La problématique est la même dans le monde du soin avec l’encastrement des niveaux de l’activité, la profession de la personne, le patient, la chambre, le service, l’établissement, le politique local, régional, national.

Dès lors, tous projets sur le bien-être et la communauté de travail qui seraient séparés du travail lui-même et dans lesquels le travail effectué serait laissé de côté, risqueraient fortement de ne pas aboutir aux résultats escomptés en matière de promotion permanente du bien-être au travail. Pour cela, il importe de combiner plusieurs approches et plusieurs ressorts et ressources pour permettre le maintien du bien-être au travail dans des environnements changeants. Toute politique de promotion de la santé mentale en éducation, comme dans le champ de la santé, devra cibler les différents terrains sociaux et environnements où se risque en grande partie la santé mentale des corps.

En cela, l’analyse de l’activité, et particulièrement, l’analyse des difficultés quotidiennes du travail d’enseignant et du soignant permettre de décrire le système d’activité du personnel dans ces milieux et des tensions au sein de leur système respectif. Généralement, les troubles sont des situations où le travail ne se déroule pas de manière attendue ou prévue, perturbant le déroulement « normal » du travail. Dès lors, le bien- être ou le mal-être apparaît comme la conséquence d’une activité de travail concrète et avant tout des changements intervenus dans l’objet de l’activité. Cependant, sans une analyse de ces troubles, ces derniers pourraient être vus comme de simples écarts isolés du « déroulement normal » du travail et « qu’on a toujours su régler et que l’on saura régler d’une manière ou d’une autre », situation par situation ou au cas par cas. Or les opportunités de développement résident avant tout dans les troubles et leur analyse. En effet, le bien-être au travail se construit mais se démolit aussi dans la vie quotidienne du travail et son développement ne peut se faire en l’isolant des situations de travail concrètes. Le fait d’inclure les situations de troubles dans des discussions constructives peut permettre d’analyser ensemble à quels facteurs partiels (sujet, moyen, objectif, règles, communauté, division du travail) les troubles sont le plus souvent liés et de mettre en évidence les types de tensions ou conflits qui règnent à l’intérieur de l’organisation.

Pour résumé, ces différents modèles du stress professionnel présentent un intérêt scientifique de partager une conception commune de la représentation théorique du stress fondée sur la relation entre l’emploi et la personne qui l’occupe, notamment, le modèle «exigences professionnelles/ autonomie dans le travail» et le modèle d’adéquation «personne-environnement». De ce point de vue, il y a stress professionnel et risque de pathologie lorsque les exigences professionnelles s’écartent des besoins, attentes ou capacités de l’individu.
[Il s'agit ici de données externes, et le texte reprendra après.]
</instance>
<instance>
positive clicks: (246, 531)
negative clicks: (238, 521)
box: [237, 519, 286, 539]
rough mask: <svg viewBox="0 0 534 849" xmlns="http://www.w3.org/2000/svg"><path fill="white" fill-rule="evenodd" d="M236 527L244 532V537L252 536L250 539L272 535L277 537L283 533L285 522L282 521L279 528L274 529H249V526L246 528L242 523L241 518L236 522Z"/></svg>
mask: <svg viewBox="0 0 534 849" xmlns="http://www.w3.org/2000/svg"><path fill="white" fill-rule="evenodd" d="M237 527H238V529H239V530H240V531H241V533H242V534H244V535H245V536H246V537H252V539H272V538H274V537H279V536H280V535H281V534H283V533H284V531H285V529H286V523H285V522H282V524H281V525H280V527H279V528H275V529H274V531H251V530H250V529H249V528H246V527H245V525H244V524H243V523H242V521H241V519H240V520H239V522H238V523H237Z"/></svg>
Le stress professionnel est dans l’interaction de la rencontre entre une personne et son environnement. Il va dépendre des ressources propres de la personne dont son capital émotionnel et des ressources liées entre autres, au travail lui-même, aux relations, et conditions d’exercice de l’activité et sa satisfaction dans son équilibre vie privé et travail dépendantes de la Qualité de vie au travail (QVT). Il nécessite donc de questionner ce concept de QVT dans sa relation schématiques mais aussi conceptuelle aux précédents utilisés.